One of the nurses sat down with me and explained how they knew she was not in any pain, at the end I don’t think she was, before I am still not sure.  Her death was natural without any pain relief so I am sure she was aware of her last day with us all.  Yes, I can now see that perhaps it is easier for us to want her to be given pain relief just in case, but then it could have changed her perception of her final hours.  So have I been wrong?    No; my view now is that a small amount of morphine ‘as and when’ may have been better when the sores were painful.  But, then at the end when she had no pain = nothing.

The carers thought she was lucky they said, most people never have visitors.

I designed and created the Order of Service on my laptop, and my brother had it printed up.    We found a poem that my mother had cut out and stuck in her book and I read that at her funeral.  We had no flowers apart from a single spray that lay across the coffin from the family; blue irises and white – roses, chrysanthemums and others.  Instead of flowers my Dad wanted donations to ALZHEIMER’S RESEARCH UK if people wished.   Thank you Dad x

She is gone

You can shed tears that she is gone
Or you can smile because she has lived
You can close your eyes and pray that she will come back
Or you can open your eyes and see all that she has left

Your heart can be empty because you can’t see her
Or you can be full of the love that you shared

You can turn your back on tomorrow and live yesterday
Or you can be happy for tomorrow because of yesterday

You can remember her and only that she is gone
Or you can cherish her memory and let it live on
You can cry and close your mind, be empty and turn your back
Or you can do what she would want: smile, open your eyes, love and go on.

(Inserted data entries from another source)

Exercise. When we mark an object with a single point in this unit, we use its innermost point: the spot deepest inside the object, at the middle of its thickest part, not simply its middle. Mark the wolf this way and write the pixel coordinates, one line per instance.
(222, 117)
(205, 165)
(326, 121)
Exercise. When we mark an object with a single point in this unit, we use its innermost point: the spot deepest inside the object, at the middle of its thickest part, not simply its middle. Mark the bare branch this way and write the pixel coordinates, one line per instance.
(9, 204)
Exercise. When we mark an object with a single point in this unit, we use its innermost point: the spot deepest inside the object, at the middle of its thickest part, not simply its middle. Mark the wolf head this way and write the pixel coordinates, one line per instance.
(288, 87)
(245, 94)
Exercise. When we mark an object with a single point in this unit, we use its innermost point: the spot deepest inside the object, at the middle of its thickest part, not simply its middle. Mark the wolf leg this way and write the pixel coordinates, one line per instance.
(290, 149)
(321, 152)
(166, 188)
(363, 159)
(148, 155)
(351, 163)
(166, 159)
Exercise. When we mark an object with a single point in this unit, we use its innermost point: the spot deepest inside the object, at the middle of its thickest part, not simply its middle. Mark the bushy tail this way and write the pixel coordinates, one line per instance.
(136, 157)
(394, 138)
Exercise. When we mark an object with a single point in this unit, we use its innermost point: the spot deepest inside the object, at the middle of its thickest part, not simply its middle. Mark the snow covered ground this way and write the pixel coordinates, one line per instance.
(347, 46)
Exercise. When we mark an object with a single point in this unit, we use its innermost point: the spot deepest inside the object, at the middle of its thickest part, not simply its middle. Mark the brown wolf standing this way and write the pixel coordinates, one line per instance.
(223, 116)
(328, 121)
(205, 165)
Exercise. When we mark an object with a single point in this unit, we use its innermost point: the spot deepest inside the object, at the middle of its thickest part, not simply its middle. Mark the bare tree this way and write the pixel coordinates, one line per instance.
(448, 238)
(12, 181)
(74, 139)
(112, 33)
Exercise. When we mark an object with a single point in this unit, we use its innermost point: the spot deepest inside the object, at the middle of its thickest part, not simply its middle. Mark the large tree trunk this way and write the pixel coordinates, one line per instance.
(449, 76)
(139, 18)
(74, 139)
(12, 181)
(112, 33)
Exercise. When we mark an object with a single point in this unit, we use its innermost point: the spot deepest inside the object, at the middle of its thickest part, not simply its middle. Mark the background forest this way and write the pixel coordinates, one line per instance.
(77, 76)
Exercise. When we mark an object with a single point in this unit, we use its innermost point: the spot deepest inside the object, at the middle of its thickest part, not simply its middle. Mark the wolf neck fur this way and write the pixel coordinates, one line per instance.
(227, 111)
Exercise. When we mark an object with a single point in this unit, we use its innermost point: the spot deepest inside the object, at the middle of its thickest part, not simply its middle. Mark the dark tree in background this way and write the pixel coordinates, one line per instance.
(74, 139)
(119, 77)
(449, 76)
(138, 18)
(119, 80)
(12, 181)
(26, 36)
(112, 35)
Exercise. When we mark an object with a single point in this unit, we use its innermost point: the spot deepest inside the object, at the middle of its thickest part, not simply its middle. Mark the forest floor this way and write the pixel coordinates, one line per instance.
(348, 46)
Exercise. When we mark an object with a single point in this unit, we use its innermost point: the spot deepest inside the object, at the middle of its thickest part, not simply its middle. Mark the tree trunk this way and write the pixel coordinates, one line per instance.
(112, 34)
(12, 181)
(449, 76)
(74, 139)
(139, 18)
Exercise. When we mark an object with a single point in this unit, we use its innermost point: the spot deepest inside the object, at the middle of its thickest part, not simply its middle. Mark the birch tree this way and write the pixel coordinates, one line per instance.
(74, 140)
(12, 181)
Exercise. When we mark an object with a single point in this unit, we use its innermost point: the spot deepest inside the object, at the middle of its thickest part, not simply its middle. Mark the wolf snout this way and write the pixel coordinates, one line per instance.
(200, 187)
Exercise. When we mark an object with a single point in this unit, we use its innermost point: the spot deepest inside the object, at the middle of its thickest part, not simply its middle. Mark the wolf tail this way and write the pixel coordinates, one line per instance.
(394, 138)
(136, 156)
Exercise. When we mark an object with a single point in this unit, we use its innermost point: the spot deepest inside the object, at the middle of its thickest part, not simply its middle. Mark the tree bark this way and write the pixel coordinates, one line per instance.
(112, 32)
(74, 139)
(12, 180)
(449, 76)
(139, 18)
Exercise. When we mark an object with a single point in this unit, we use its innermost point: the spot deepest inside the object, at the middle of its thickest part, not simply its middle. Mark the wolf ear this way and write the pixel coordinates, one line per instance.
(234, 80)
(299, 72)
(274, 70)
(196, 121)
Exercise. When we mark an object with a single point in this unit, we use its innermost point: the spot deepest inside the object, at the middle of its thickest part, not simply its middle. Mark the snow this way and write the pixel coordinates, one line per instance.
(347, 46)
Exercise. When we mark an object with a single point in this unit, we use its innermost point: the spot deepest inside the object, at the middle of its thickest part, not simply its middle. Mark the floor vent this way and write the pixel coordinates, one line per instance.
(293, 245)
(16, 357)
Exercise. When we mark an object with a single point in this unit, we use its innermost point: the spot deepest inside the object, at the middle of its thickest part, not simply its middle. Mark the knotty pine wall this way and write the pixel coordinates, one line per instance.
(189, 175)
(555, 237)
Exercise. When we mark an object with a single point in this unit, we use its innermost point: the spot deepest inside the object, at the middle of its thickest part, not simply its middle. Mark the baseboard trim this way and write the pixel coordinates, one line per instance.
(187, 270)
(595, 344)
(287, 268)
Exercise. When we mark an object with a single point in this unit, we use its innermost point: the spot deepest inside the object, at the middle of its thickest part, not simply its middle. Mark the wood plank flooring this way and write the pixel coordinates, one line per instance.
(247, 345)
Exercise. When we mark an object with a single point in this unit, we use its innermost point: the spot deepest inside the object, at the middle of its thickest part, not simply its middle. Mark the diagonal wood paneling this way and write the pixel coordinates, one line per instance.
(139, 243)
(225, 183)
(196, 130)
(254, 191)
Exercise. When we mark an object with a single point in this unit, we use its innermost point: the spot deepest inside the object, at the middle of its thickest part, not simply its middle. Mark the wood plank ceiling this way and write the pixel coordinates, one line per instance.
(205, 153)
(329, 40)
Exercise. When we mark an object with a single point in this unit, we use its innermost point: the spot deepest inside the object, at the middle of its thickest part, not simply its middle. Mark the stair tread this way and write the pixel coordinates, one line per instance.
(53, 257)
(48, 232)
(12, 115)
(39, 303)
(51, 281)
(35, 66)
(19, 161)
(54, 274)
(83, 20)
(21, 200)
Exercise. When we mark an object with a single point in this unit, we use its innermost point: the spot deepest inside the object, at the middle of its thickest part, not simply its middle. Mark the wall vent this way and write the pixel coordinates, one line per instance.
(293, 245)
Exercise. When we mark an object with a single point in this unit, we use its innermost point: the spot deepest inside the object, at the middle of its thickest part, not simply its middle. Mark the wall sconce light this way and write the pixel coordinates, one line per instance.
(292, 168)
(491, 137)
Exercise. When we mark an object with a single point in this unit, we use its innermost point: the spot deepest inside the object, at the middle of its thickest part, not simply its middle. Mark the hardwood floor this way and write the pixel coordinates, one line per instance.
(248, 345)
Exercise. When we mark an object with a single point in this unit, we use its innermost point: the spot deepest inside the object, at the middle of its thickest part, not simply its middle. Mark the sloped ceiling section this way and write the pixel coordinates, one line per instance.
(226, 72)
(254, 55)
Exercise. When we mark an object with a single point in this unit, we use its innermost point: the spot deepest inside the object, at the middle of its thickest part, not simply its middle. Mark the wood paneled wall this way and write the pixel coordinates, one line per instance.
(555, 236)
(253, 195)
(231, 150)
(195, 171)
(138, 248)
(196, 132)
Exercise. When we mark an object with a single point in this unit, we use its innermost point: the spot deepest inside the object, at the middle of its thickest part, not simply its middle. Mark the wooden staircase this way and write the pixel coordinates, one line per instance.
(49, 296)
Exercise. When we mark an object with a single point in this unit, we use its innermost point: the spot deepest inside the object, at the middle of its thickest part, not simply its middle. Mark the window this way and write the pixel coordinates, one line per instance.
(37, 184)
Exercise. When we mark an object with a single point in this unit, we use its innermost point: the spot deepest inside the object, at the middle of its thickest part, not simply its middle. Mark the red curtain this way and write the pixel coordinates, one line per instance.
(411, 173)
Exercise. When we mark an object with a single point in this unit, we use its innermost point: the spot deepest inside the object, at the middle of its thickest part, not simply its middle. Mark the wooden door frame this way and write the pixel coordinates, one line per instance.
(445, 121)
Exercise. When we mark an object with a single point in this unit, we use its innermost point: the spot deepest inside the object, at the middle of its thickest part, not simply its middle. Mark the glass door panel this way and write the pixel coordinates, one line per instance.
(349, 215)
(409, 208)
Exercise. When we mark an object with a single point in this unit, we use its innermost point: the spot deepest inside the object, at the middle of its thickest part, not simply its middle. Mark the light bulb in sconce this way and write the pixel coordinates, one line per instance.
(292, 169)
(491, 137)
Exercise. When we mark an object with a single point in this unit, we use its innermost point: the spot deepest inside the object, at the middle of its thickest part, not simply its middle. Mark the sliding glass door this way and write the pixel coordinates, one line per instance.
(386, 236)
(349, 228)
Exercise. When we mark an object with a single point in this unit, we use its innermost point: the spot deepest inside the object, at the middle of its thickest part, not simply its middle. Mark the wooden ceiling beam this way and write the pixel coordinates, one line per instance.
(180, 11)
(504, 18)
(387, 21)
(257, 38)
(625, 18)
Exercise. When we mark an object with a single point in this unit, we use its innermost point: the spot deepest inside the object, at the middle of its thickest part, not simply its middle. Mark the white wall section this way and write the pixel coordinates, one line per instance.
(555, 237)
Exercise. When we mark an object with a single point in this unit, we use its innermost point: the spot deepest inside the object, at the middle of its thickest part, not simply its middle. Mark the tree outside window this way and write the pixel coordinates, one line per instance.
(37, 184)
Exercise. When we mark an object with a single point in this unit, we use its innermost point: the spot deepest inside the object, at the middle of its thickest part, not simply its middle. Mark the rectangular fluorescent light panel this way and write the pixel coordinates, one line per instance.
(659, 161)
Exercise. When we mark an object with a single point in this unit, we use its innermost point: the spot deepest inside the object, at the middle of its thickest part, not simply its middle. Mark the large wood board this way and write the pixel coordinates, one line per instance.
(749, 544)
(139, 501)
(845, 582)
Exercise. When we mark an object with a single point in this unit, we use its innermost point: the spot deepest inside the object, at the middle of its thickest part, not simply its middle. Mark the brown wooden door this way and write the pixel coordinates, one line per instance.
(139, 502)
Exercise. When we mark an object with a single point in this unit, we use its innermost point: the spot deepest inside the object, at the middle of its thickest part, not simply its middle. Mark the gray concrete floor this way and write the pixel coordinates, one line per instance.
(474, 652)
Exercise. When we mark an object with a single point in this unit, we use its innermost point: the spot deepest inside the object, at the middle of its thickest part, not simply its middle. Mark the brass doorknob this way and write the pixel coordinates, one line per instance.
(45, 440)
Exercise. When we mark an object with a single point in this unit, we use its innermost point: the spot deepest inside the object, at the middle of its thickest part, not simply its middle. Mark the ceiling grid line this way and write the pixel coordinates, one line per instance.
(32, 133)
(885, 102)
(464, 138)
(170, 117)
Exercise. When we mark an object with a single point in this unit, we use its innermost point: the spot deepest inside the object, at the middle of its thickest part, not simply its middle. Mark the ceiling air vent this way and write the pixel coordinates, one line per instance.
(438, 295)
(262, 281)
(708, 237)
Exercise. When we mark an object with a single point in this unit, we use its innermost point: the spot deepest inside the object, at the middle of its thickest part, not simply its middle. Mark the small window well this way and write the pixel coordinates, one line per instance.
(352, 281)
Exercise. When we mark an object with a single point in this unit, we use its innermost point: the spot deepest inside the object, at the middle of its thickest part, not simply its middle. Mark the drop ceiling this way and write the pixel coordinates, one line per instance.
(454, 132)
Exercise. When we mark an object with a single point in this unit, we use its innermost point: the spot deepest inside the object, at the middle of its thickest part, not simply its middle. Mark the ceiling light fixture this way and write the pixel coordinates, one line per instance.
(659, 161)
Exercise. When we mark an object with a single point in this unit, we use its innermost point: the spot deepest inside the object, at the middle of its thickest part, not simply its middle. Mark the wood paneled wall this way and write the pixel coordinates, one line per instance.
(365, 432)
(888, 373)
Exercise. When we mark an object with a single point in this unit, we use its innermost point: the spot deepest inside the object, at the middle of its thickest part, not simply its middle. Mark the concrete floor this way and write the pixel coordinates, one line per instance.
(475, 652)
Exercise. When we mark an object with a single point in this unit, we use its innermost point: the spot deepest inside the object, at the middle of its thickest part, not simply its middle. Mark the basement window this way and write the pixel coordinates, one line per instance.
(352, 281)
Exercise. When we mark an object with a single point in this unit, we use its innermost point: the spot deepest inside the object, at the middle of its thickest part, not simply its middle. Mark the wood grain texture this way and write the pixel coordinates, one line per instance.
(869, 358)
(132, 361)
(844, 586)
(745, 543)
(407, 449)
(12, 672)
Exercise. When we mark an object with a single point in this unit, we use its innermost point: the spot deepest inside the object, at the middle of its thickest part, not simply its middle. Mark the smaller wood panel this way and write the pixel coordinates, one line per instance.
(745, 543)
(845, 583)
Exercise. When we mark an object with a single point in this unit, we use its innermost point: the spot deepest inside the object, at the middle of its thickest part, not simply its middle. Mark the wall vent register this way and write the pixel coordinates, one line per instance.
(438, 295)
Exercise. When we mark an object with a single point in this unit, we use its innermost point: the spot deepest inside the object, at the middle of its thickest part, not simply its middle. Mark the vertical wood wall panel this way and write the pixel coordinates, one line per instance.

Written: 1981 David Harkins 1959 -Silloth, Cumbria, UK

(This is also the poem that the Queen chose to be read at her mother, the Queen Mother’s funeral which is why my Mum loved it as she was a staunch royalist)

I am glad I had time to make my peace with my Mum, I am glad I had time to sit with her, talk to her and be back in my family.  I am glad I witnessed the end of her dementia, it has left me feeling comforted with my own dementia.

A new chapter with my family now begins.  I need to visit my Dad on a more frequent basis to support him, and do my part in taking care of him to stop my sister from mentally ‘abusing’ him.    This scares me because staying strong and being capable takes more effort than I think people realise.  Still, it’s what we do isn’t it?